Mais dans la majorité des cas, dirigez-vous vers les
phlébologues qui sclérosent ou enlèvent les varices.

La sclérose assèche-t-elle la varice
?
Non
! Scléroser revient à espérer que la paroi veineuse sera
détruite et que l’organisme créera à la place une cicatrice, une
fibrose. Deux méthodes sont alors usitées : le froid qui permet
de congeler (de brûler la paroi) la veine, ou les produits
chimiques qui enflamment cette paroi. En clair, scléroser c’est
créer une phlébite et si besoin, l’incision pratiquée après la
sclérose correspond à l’extraction du thrombus sclérosé.

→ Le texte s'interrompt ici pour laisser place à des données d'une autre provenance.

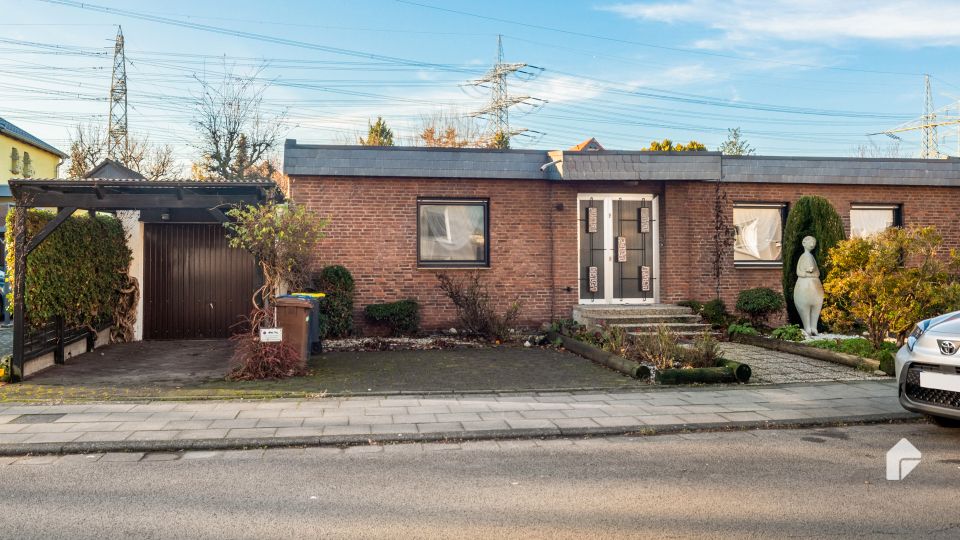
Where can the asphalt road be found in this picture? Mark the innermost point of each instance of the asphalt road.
(809, 483)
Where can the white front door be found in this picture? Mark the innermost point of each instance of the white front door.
(618, 248)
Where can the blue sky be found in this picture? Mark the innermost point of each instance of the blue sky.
(807, 80)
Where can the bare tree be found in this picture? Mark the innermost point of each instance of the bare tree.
(235, 133)
(874, 150)
(452, 131)
(89, 147)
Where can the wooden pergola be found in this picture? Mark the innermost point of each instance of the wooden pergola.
(110, 195)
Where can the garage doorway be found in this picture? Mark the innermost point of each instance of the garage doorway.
(195, 285)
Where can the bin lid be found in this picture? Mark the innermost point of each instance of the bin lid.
(311, 295)
(292, 301)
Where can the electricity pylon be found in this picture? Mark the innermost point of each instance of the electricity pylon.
(497, 110)
(117, 140)
(927, 124)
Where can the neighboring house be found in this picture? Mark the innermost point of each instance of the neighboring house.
(23, 156)
(111, 169)
(555, 229)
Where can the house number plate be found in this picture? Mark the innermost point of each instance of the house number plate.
(621, 249)
(591, 220)
(645, 278)
(271, 335)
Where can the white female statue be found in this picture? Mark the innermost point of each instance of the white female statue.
(808, 292)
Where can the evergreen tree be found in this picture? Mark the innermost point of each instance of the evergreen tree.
(378, 134)
(735, 145)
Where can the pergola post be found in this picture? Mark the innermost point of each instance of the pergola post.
(19, 288)
(22, 250)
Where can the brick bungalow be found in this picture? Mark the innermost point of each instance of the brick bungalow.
(557, 229)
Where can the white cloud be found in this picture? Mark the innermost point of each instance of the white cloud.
(740, 22)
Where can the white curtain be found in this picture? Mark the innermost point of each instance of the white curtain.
(451, 232)
(759, 234)
(867, 221)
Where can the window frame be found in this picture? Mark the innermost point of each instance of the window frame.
(783, 207)
(463, 201)
(896, 207)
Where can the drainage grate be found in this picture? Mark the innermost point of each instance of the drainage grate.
(36, 419)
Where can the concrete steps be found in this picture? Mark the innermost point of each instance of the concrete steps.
(643, 319)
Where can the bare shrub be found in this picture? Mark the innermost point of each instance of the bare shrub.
(475, 310)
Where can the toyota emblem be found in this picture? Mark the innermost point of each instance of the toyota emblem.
(947, 347)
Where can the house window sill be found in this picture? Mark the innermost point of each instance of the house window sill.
(758, 265)
(453, 268)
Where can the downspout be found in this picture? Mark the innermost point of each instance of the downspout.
(553, 255)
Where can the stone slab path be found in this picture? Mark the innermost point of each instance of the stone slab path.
(775, 367)
(231, 424)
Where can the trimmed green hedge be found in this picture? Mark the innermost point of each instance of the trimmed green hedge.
(403, 317)
(76, 272)
(336, 308)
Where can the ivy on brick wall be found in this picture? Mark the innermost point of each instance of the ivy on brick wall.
(76, 272)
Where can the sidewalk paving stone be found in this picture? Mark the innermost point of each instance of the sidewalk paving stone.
(482, 415)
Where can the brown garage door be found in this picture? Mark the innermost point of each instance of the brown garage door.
(195, 285)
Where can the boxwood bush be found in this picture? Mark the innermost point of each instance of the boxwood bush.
(759, 304)
(402, 317)
(336, 308)
(76, 272)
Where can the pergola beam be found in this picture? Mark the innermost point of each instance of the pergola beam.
(133, 201)
(50, 227)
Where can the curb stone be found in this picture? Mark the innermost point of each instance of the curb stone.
(388, 438)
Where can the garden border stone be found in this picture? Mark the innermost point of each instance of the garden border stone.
(612, 361)
(793, 347)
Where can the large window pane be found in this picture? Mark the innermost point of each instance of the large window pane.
(453, 233)
(867, 220)
(759, 232)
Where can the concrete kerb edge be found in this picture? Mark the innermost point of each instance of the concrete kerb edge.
(447, 436)
(308, 396)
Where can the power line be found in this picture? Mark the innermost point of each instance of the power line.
(649, 45)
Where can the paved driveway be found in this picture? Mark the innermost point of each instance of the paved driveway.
(143, 364)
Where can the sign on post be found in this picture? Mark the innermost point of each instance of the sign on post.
(591, 220)
(271, 335)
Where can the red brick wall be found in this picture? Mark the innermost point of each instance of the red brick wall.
(533, 244)
(690, 218)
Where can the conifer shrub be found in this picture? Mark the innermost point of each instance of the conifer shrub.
(809, 216)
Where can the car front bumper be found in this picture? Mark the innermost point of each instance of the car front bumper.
(940, 403)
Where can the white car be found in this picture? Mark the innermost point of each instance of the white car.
(928, 370)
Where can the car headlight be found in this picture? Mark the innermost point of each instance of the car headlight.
(918, 330)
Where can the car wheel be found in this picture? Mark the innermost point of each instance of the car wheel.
(944, 422)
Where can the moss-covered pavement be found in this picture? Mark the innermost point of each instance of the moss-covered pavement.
(187, 370)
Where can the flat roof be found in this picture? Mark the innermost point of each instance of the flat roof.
(607, 165)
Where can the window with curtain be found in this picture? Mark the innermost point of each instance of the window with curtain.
(14, 161)
(868, 219)
(453, 233)
(759, 233)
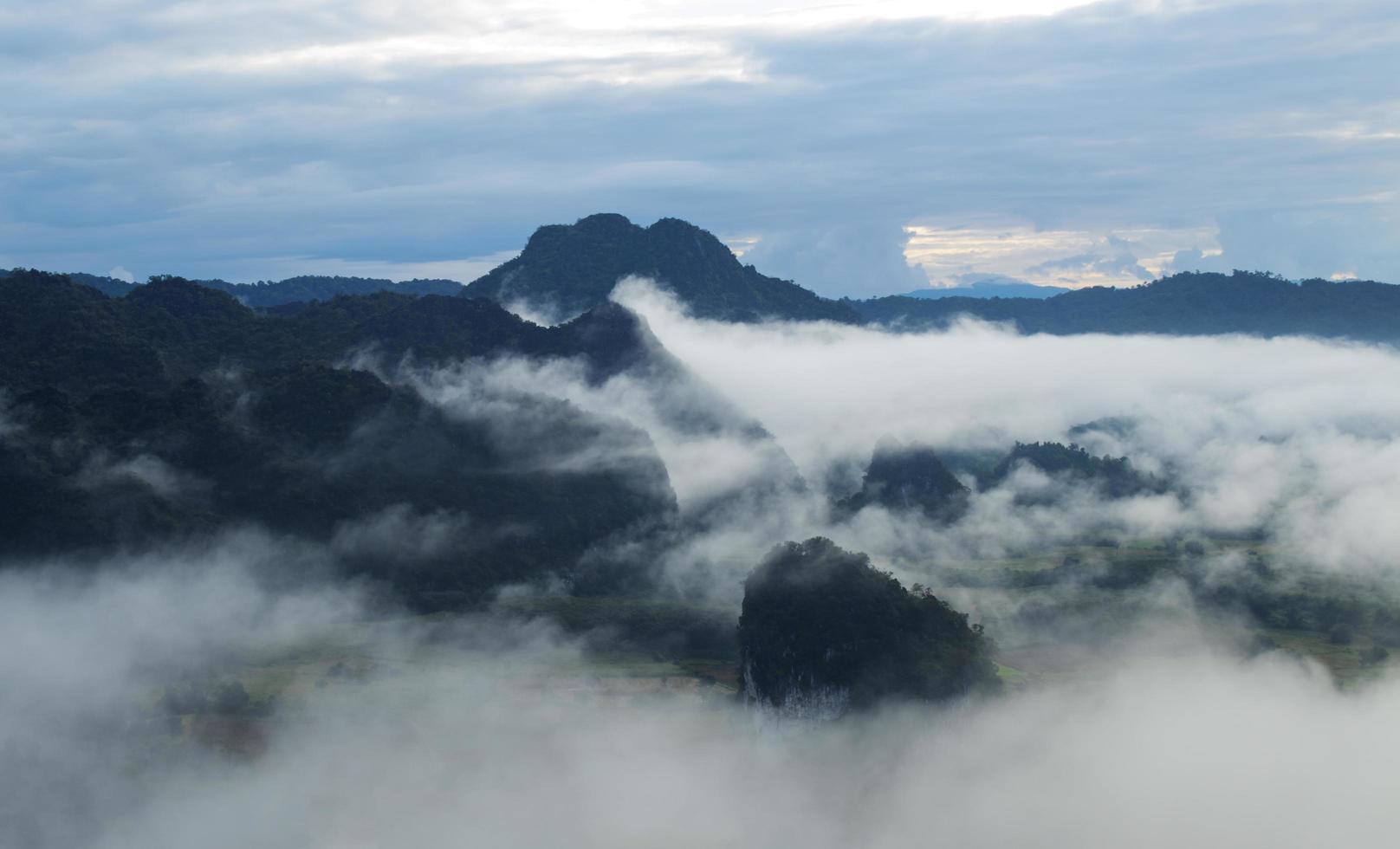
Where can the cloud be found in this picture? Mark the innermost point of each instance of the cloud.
(493, 731)
(1287, 436)
(204, 140)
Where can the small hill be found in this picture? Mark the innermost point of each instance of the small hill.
(909, 478)
(178, 411)
(822, 632)
(572, 268)
(1115, 476)
(990, 288)
(269, 293)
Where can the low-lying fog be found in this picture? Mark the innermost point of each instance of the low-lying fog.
(1175, 739)
(1179, 744)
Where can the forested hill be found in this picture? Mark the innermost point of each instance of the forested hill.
(570, 268)
(567, 269)
(177, 411)
(291, 290)
(1182, 304)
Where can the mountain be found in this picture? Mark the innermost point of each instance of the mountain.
(990, 288)
(570, 268)
(909, 478)
(291, 290)
(1188, 303)
(822, 632)
(322, 288)
(1113, 476)
(177, 411)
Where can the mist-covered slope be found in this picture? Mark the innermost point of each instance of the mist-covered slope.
(175, 411)
(275, 293)
(570, 268)
(1193, 304)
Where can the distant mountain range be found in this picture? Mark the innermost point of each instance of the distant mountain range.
(291, 290)
(567, 269)
(990, 288)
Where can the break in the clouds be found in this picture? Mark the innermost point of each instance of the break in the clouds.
(1054, 142)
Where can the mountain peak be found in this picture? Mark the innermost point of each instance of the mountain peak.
(567, 269)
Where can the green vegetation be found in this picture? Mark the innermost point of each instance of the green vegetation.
(820, 622)
(906, 478)
(175, 411)
(1113, 476)
(1189, 303)
(573, 268)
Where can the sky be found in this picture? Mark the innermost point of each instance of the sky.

Malheureusement la sclérose n’est pas un acte évident. Elle
dépend de l’épaisseur de la paroi, du diamètre de la veine, de
la réaction de la concentration du produit sur la paroi et de
l’habileté du « scléroseur ». Son résultat ne peut être positif
à 100 % car 30 % des varices sclérosées se reperméabilisent. Le
sang repasse à nouveau dans la veine précédemment traitée dont
la paroi est désormais lésée, fragile, cassante ou dure, sans
élasticité.

Que penser de l’anesthésie locale ?
Qui dit anesthésie locale dit pas d’hospitalisation ! On
évite également tout risque de choc allergique, donc on ne peut
qu’en penser du bien ! Une confusion est faite en effet, entre
le choc anaphylactique et le syndrome vagal qui concerne les sujets sensibles, anxieux, qui ne se sentent pas bien. Attention,
on ne parle pas ici d'anesthésies péridurales, neuroleptiques ou
analgésiques. Le sujet ne reçoit aucune drogue lui faisant
perdre conscience. Dans le cas présent, tout le travail consiste
à anesthésier la peau en regard de la veine.